His maternal grandparents were the noted philanthropist Martha Bayard Stevens (a daughter of professor Albert Baldwin Dod) and Edwin Augustus Stevens (son of Col. John Stevens, who developed early versions of screw-propelled steamboat and steam locomotive). Through his grandfather, an engineer and entrepreneur who is considered the founder of Stevens Institute of Technology, he was a direct descendant of Continental Congressman from New Jersey, John Stevens. His paternal grandparents were Henry Martyn Alexander (a lawyer, Trustee of Princeton, and son of Archibald Alexander, the first Principal of Princeton Theological Seminary) and Susan Mary (née Brown) Alexander (daughter of Rev. Matthew Brown). Among his paternal family were grand-uncles, James Waddel Alexander, William Cowper Alexander, and Joseph Addison Alexander.

He prepared at St. Paul's School in Concord, New Hampshire, before attending Princeton University, where he graduated in 1902. He went to New York Law School, graduating in 1904, and was admitted to the bar in New Jersey.

==Career==
After law school, Alexander became a member of law firm of Besson, Alexander & Stevens law firm. He served as a member of the New Jersey Assembly in 1905, was defeated in 1906, and served again in 1907.

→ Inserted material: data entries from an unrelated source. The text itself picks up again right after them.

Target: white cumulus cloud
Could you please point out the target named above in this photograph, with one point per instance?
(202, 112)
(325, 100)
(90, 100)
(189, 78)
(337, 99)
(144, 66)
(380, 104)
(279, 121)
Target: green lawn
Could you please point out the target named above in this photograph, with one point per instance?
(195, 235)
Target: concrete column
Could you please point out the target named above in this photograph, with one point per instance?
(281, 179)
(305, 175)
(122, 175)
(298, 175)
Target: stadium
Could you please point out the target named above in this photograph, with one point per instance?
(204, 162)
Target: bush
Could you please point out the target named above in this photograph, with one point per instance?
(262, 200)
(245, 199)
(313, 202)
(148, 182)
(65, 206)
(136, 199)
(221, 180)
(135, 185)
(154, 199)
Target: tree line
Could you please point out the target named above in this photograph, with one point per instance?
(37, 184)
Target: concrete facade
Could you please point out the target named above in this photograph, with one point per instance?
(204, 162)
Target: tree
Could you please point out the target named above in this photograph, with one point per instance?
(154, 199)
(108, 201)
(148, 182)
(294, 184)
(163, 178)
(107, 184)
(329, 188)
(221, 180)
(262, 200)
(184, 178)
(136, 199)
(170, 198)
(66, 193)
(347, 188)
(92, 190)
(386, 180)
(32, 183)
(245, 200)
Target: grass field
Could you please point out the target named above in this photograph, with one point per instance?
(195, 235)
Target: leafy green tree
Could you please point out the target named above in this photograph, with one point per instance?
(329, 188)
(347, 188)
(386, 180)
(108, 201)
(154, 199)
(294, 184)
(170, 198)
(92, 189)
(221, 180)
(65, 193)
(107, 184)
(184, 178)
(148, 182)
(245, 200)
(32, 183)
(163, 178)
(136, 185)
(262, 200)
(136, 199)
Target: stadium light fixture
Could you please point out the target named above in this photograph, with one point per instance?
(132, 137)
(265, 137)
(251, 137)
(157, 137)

Beginning in 1911, Alexander served on the Governor Woodrow Wilson's military staff as a colonel. In July 1912, Alexander and three others, including David S. Crater (Secretary of State of New Jersey), and two members of the Democratic National Committee, left their handbags in Gov. Wilson's library and Alexander had to sneak in through a window to retrieve them after the family went to sleep and locked the windows. Gov. Wilson, in his pajamas, caught him while retrieving the bags and the story was widely reported at the time.

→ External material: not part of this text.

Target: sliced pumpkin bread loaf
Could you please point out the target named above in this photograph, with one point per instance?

At the time of his death, Col. Alexander was campaigning to become the Democratic candidate for the U.S. Congress from New Jersey's 11th congressional district which then included Hoboken. The seat he was running for was won by fellow Democrat John J. Eagan.

==Personal life==
In 1905, Alexander was married to Helen Tracy Barney (1882–1922) at St. Bartholomew's Church in New York City. She was the daughter of Lily (née Whitney) Barney (daughter of Brig.-Gen. James Scollay Whitney, president of the Metropolitan Steamship Company) and Charles T. Barney, the former president of the Knickerbocker Trust Company. Among her extended family were maternal uncle William Collins Whitney and paternal grandfather Ashbel H. Barney, an early president of Wells Fargo & Company. Before his early death, they lived at Castle Point and were the parents of:

- Archibald Stevens Alexander Jr. (1906–1979), a lawyer who served as the U.S. Under Secretary of the Army and Treasurer of New Jersey.

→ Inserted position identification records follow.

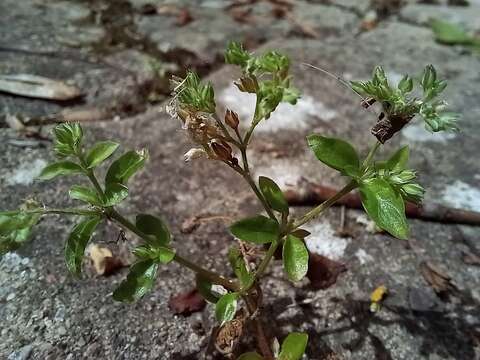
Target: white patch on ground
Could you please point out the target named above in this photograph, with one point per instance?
(26, 173)
(286, 116)
(284, 172)
(363, 256)
(462, 196)
(417, 132)
(323, 241)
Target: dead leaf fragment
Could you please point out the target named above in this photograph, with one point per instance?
(184, 17)
(323, 272)
(436, 278)
(103, 260)
(14, 122)
(37, 87)
(186, 303)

After an illness of two weeks, Alexander died of typhoid fever on August 30, 1912, aged 32, at St. Luke's Hospital in New York City. (Note: Two weeks before his death, Alexander's coachman, Thomas Purcell, dropped dead from "heart disease".) After a funeral held at the Church of the Holy Innocents in Hoboken, (Note: The Church of the Holy Innocents was built in 1871 by his grandparents, in remembrance of their daughter late Julia (Archibald's aunt), who died in Rome at age seven from typhoid fever.) and attended by Governor Wilson (who was then the Democratic candidate for President), Mayor Wittpenn, and Mayor Cooke, he was buried at Saint Bernards Cemetery in Bernardsville in Somerset County. After his death, his widow remarried to Frederic Newell Watriss, with whom she had another son, James Barney Watriss (who became a horse breeder and aviator).